24. It remains now to consider the authorities cited. The passages quoted from Dart on Vendors and Purchasers relates to private sales and sales by the Court of Chancery, which are governed by rules somewhat different from those regulating execution sales under our Code of Civil Procedure. The correctness of much that is said in the decision in Whittemore v. Whittemore (1869) L. R. 8 Eq. 603. has been doubted in In re Terry and White's Contract (1886) L. R. 32. Ch. Div. 14. And, as for the case of Kissory Mohan Bay v. Kali Charan Ghose (1896) 1 C. W. N. 106., compensation was there allowed while the purchase-money was still under the control of the Court, a circumstance which creates a material difference between that case and this. For there the compensation was really paid out of the purchase-money, and so the party who had to pay it was not the decree-holder, but the judgment-debtor.
25. For the foregoing reasons, I think the plaintiff's appeal must fail.
26. In the appeal of the defendant, the two points really pressed wore, first, that the claim for abatement was opposed to the terms of the lease, and, second, that in no case ought the rent to have been reduced below Rs. 187-8, the amount specified in the plaint.
27. In support of the first point, the only provision of the lease relied upon is the clause providing for a measurement before the full rate is fixed. But that clause does not bar any claim for abatement, while, on the contrary, an earlier clause in the lease contemplates measurement of the lands at any future time. The first contention of the defendant appellant must therefore fail.
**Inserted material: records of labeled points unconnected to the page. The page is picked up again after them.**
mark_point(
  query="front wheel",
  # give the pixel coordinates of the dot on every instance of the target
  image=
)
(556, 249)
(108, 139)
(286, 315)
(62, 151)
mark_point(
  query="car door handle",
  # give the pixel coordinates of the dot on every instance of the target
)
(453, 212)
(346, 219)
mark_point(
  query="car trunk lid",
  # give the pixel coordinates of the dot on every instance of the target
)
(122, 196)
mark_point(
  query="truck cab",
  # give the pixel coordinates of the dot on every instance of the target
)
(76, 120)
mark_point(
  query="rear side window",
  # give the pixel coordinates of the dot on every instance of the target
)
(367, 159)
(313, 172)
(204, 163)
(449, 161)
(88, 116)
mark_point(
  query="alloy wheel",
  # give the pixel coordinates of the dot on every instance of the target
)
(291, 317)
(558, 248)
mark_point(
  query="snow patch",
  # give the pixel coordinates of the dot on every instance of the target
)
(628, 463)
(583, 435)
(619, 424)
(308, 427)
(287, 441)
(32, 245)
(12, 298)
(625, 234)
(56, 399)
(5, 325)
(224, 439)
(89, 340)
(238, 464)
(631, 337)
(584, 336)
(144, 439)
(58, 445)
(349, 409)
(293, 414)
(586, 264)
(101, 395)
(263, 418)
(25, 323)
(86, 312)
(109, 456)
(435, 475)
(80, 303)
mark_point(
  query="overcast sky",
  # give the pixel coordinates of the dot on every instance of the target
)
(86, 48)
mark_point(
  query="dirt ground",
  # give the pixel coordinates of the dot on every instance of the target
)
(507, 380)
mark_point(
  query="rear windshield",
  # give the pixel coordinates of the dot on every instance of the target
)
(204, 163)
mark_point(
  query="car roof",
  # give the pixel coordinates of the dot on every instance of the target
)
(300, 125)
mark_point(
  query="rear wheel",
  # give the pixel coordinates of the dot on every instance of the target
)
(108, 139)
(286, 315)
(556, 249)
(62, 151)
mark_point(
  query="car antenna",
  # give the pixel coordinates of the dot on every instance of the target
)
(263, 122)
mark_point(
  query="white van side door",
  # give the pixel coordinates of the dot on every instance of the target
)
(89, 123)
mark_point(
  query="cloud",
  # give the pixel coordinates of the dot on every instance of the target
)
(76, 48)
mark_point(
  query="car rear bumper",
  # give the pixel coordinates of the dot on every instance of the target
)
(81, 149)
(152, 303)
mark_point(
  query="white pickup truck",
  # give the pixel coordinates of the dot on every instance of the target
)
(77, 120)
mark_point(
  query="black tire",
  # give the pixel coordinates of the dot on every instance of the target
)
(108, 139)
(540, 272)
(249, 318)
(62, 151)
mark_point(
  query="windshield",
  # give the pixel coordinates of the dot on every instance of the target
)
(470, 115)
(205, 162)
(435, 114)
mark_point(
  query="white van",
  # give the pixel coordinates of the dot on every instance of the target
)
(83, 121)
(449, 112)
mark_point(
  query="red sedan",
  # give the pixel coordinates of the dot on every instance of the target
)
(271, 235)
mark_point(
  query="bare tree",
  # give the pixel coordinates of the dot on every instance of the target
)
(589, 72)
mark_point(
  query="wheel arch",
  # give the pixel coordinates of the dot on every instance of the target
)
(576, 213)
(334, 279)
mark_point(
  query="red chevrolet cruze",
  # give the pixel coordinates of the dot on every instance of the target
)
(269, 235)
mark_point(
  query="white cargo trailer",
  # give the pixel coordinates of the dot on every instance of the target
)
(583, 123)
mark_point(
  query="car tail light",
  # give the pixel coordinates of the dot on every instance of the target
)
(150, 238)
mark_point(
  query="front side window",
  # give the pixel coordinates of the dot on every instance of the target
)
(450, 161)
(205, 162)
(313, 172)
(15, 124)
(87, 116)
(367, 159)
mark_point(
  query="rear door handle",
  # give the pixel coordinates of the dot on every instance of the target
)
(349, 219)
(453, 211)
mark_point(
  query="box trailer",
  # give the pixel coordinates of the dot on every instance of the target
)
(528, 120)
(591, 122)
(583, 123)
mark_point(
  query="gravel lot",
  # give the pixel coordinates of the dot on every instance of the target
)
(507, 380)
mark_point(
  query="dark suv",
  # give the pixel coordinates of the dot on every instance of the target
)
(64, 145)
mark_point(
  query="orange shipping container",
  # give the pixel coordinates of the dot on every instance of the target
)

28. The second contention in the defendant's appeal should, in my opinion, succeed; and the learned Vakil for the plaintiff very properly concedes that that must be so.
29. The result is that appeal No. 409 must be dismissed with costs, and appeal No. 758 allowed to this extent that the decree of the Lower Appellate Court will be modified by fixing the reduced rent at Rs. 187-8 a year. As this last-mentioned appeal succeeds only partially and to a very limited extent, the respondents will have their costs.